Former bowling coach at the time of the ball-tampering scandal admitted it was a collective failure.
Former Australian bowling coach David Saker said the finger-pointing in the infamous ball-tampering scandal in 2018 is going on and on and fingers can also be pointed at him.
His comments came after Cameron Bancroft – the man responsible for carrying sandpaper onto Newlands during the third Test against South Africa and was seen using it – reopened the infamous ball-tampering scandal by hinting that the Australian bowlers had knowledge of the plot, but only him, Steve Smith, and David Warner were handed heavy bans by Cricket Australia (CA).

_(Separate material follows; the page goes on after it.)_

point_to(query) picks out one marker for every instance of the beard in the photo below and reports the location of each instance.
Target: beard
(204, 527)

Saker was the Australia bowling coach during the 2018 ball-tampering scandal in Cape Town and left the job in early 2019. He is now working with Sri Lanka’s national team since 2019.

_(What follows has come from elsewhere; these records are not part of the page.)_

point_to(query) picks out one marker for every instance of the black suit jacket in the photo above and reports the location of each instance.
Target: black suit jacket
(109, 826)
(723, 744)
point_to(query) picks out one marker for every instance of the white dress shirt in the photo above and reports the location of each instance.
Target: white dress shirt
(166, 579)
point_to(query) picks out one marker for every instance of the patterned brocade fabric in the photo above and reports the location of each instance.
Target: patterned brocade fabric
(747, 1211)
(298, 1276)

The former coach believes that the 2018 sandpapergate controversy will forever haunt Australian cricket much like Trevor Chappell’s underarm ball incident against New Zealand 40 years ago in 1981.
While terming the Cape Town incident of 2018 as a collective failure, Saker said the Australians made a “monumental mistake” that could have been prevented but unfortunately, it happened.

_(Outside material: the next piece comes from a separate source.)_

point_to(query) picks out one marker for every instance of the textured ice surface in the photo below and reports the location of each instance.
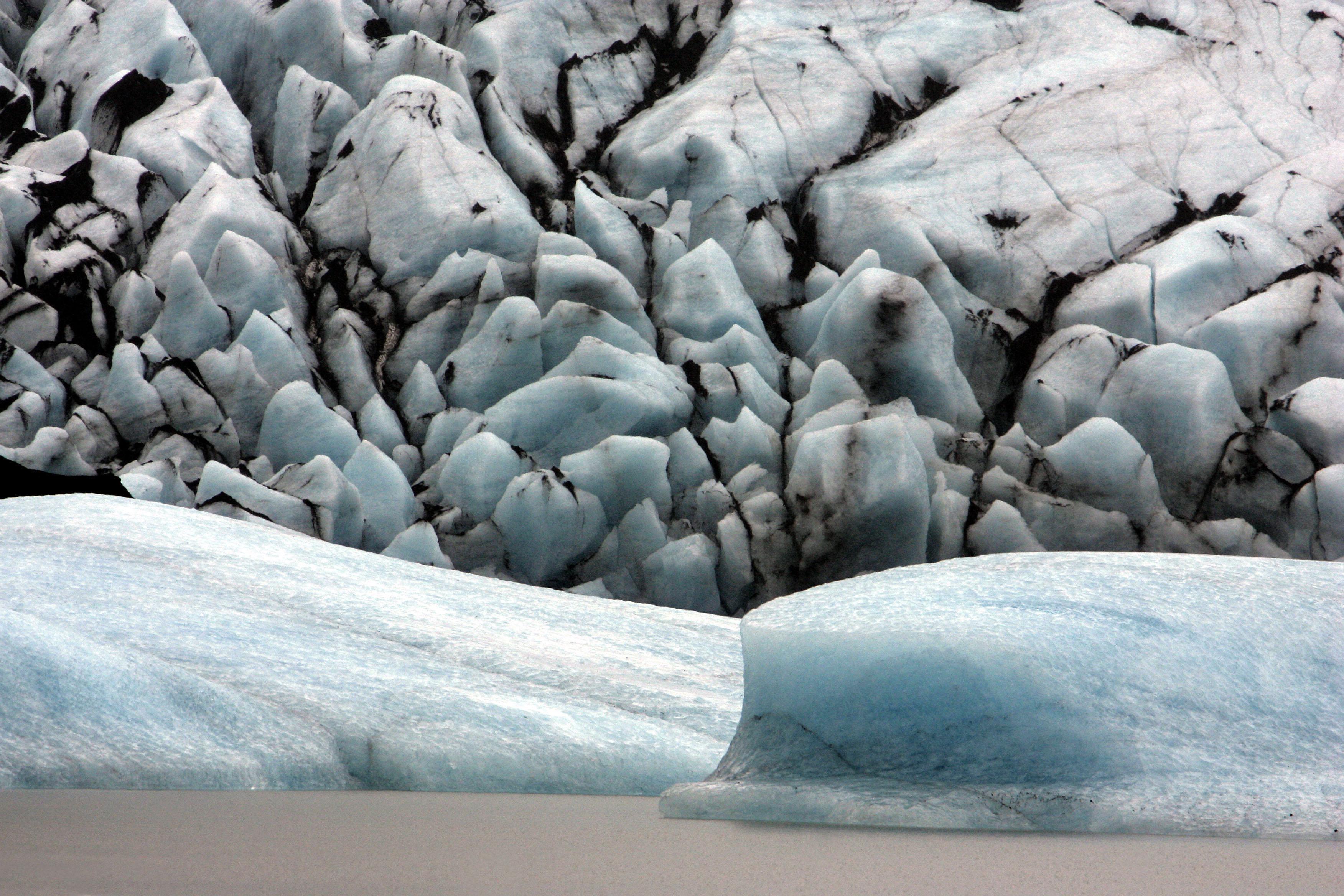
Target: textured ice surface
(1080, 259)
(154, 647)
(1107, 692)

Saker told Sydney Morning Herald: “Obviously a lot of things went wrong at that time. The finger-pointing is going to go on and on and on. There were a lot of people to blame. It could have been me to blame, it could have been someone else. It could have been stopped and it wasn't, which is unfortunate.”
he further added, “You could point your finger at me, you could point your finger at Boof (then-coach Darren Lehmann), could you point it at other people, of course, you could. The disappointing thing is it's never going to go away. Regardless of what's said. We all know that we made a monumental mistake. The gravity wasn't as plain until it all came out.”
On the pacer Bancroft, the former bowling coach noted: “Cameron's (Bancroft) a very nice guy. He's just doing it to get something off his chest ... He's not going to be the last.”
After Bancroft’s statement, CA announced that the board was open to a re-investigation into the incident, but Saker wasn't sure what a reopened investigation would achieve.
He signed off by saying, “I don't think it'd be unfair. I just don't know what they're going to find out. It's like the underarm, it's never going to go away.”